Fidel Castro is relevant– and alive. This the latest from Cuban state newspaper Granma, which has published a first-person account of a university student’s encounter with the dictator.
In an article titled “Fidel is Out of Sight!” University of Havana student Randy Perdomo García recounts his encounters with the leader of the communist revolution, who handed the island over to his brother, Raúl, in 2008, citing health issues and triggering a seemingly endless cycle of death rumors. The article appears to be a rebuttal to the latest Castro death rumors surfacing in early January, partially as a response to President Obama’s concessions to the Cuban government in December.
The article begins:
Because all of Cuba yearns to know of him and because I also enormously desire to tell it, this is the story of when a young college student in 2015, president of the University Student Federation of the University of Havana, personally conversed with the historic leader of the Cuban revolution.

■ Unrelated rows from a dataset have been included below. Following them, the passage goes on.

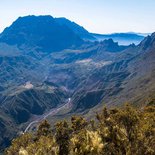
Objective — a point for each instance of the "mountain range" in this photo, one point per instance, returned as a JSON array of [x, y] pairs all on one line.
[[48, 62]]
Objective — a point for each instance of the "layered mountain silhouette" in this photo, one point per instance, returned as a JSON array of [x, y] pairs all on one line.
[[43, 32], [46, 62]]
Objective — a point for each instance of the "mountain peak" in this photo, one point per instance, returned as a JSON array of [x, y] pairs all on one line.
[[43, 32]]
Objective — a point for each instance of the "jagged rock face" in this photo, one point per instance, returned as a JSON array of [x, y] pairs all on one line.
[[44, 60], [43, 32]]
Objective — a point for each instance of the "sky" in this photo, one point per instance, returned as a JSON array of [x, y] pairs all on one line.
[[98, 16]]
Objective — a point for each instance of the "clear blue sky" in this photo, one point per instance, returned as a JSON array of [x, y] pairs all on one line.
[[100, 16]]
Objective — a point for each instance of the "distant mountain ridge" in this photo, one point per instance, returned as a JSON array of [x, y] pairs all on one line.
[[46, 61], [121, 38], [42, 31]]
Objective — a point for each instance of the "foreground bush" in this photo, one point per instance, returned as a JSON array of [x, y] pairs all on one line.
[[126, 131]]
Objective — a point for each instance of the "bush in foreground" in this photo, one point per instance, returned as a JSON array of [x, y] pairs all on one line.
[[125, 131]]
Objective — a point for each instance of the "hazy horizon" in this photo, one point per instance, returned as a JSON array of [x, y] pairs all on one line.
[[102, 17]]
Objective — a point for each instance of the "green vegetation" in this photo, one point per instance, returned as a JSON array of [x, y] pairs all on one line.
[[125, 131]]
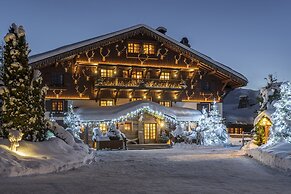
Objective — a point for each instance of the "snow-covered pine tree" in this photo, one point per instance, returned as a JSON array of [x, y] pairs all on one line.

García commences by recalling a phone conversation with Castro, who reminisces that it has been 70 years since he enrolled at the University of Havana. He asks trivial questions like, “How many chairs are in a classroom at the Physics Department?” This sent García into a paroxysm of tween-ish admiration: “I was speechless, of course, impressed by his infinite curiosity,” he writes of the chairs question.
García then claims he met with Castro personally, and that the former leader was not only alive, but lucid. He mentions that Castro repeatedly claims García looks like José Antonio Echeverría, the leader of the Revolutionary Directorate, a competing anti-Batista group whose members were killed during a siege of the presidential palace.
Here is a side-by-side of García and Echeverría, whom Castro allegedly said, on multiple occasions, looked similar:
The images of García with Castro and his first-person testimony are the second attempt on Granma‘s part to prove that Castro is not dead. In late January, Castro allegedly penned one of his “Reflections” columns to call on Cubans not to “trust” the American government despite the new concessions on the part of the White House. Castro also allegedly wrote a letter to Diego Armando Maradona, the legendary Argentine soccer player and staunch supporter of a number of Latin America’s most oppressive heads of state.
The new photos can be interpreted as proof that this was not enough to quell the rumors, as well as the admission on García’s part that Cubans “yearn” to know any news about Castro. But they raise another important question: why the fascination with 2015 Fidel Castro–alive or dead? He has not been making major policy decisions within the Cuban government for years, and his death would only consolidate Raúl Castro’s power over the Communist Party. Cynics and longtime observers of Cuban politics–often one and the same–will find it difficult not to argue that the conditions of life for the average Cuban will change little if the government announces that Castro has died. They will lament, also, the spotlight resting on the face of the Revolution’s evil, rather than on the faces of millions of victims of his regime–both those on the island and in the global diaspora.